Oceanos quebraram recorde de temperatura todos
os dias em um ano
Turbinados pelas alterações climáticas, os oceanos do
mundo superaram os recordes de temperatura todos os
dias durante doze meses, revela uma análise. A análise
baseia-se em dados do Serviço Climático Copernicus, da
União Europeia.
Quase cinquenta dias superaram as temperaturas
máximas registradas para a mesma época de anos
anteriores, segundo dados de satélites.
Os gases que aquecem o planeta são os principais
culpados pelo fenômeno, mas o evento climático natural
El Niño também aqueceu ainda mais os oceanos.
Este superaquecimento atinge duramente a vida marinha
e provoca uma nova onda de branqueamento de corais.

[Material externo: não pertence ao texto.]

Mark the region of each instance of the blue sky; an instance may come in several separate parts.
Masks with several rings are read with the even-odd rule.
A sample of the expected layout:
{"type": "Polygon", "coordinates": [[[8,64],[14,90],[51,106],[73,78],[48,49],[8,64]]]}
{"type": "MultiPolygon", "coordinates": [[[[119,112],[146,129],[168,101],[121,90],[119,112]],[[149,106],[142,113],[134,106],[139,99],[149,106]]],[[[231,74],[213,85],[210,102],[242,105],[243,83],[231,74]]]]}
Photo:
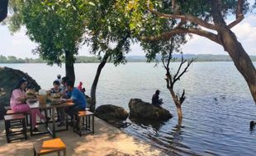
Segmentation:
{"type": "MultiPolygon", "coordinates": [[[[6,25],[0,25],[0,55],[16,56],[17,57],[38,57],[31,53],[36,44],[26,35],[26,28],[12,35],[6,25]]],[[[245,19],[232,29],[245,51],[249,55],[256,55],[256,15],[248,15],[245,19]]],[[[192,54],[227,54],[223,48],[208,39],[193,35],[183,48],[184,53],[192,54]]],[[[92,56],[86,46],[79,49],[78,55],[92,56]]],[[[132,45],[128,55],[145,55],[138,44],[132,45]]]]}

O Copernicus também confirmou que o mês de abril foi o
mês mais quente já registrado em termos de
temperaturas do ar. Esses recordes também foram
batidos nos onze meses anteriores.
Durante muitas décadas, os oceanos do mundo foram a
válvula de escape da Terra em termos de alterações
climáticas.
Eles não só retêm cerca de um quarto do dióxido de
carbono produzido pelos humanos, como também
absorvem cerca de noventa por cento do excesso de
calor.
Porém, durante o ano passado, os oceanos
apresentaram as evidências mais preocupantes de que
enfrentam dificuldades para lidar com a situação: a
superfície do mar sente particularmente.
A partir de março de 2023, a temperatura média da
superfície dos oceanos subiu cada vez mais acima da
média de longo prazo, e atingiu um novo recorde máximo
em agosto do ano passado.
Os meses subsequentes não representaram trégua
alguma: a superfície do mar atingiu um novo máximo diário médio 21,09 ºC em fevereiro e março de 2024.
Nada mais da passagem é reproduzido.